Having three young boys, I am often reminded of the magic that exists at that age; how their minds process the world. It is a unique blend of awe and curiosity, coupled with slow-drying beliefs based on experience and exposure (like a blob of Elmer's glue drying on the page, it can still be smeared if pressed upon before drying). It is an age where innocence balances on the border of maturity and imagination still has a healthy part in looking at the world and then looking beyond it, to places that exist in story or dreams; to see things busy adults, or practical minds are either incapable of seeing or simply dismiss. Middle-grade is that wonderful age where children begin to develop independence, while craving adventure; they don't need the constant security and protection that a younger child requires, and they have not fallen into that hormonal whirlwind of adolescence.
If this age were an era, it might be termed the Age of Discovery.
Summer is almost upon us and middle-graders far and wide will be home, removed from the classroom and homework, lessons and teachers. There will be baseball games, and fireflies, trees to climb, dares, and tag, and hide and go seek, and forts, and bicycles, skateboards, ramps, and races. There might be clubs, and codes, and rock collections.

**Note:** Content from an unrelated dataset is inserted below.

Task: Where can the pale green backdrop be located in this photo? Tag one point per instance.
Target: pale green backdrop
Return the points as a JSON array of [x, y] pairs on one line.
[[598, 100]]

As I write this, there is a fort in my living room, made out of blankets and dining room chairs. There is a jar of tadpoles that the boys came home with yesterday. They (the boys, not the tadpoles) have magic wands they carved themselves out of sticks they found in the woods. They've turned the old swing set into a fort and perch in it, hatching plans, while our one-eyed puppy sits up there with them, watching for eavesdroppers. The other night we toasted marshmallows and made S'mores and as the night crept in, the boys danced around in the dark, finding wood for the fire and challenging each other as to who could make the "perfect" S'more. And in the dark, there might be monsters, or fairies and the flames might belch forth jets of dragonfire.
As a father, I encourage these moments of inventiveness and exploration. As an adult, I secretly revel in them, drinking them in like an elixir of youthfulness. As a children's writer, I record them, adding to the vault of story material and middle-aged relevance.
So take this as a reminder, whether you have children of your own or not, to be mindful of the magic that middle-graders will create, experience, discover, and revel in. Be mindful of it. Let it fuel your inner child. Let it fuel your stories.
And maybe...maybe build a fort of your own. Really, who says that we have to grow up?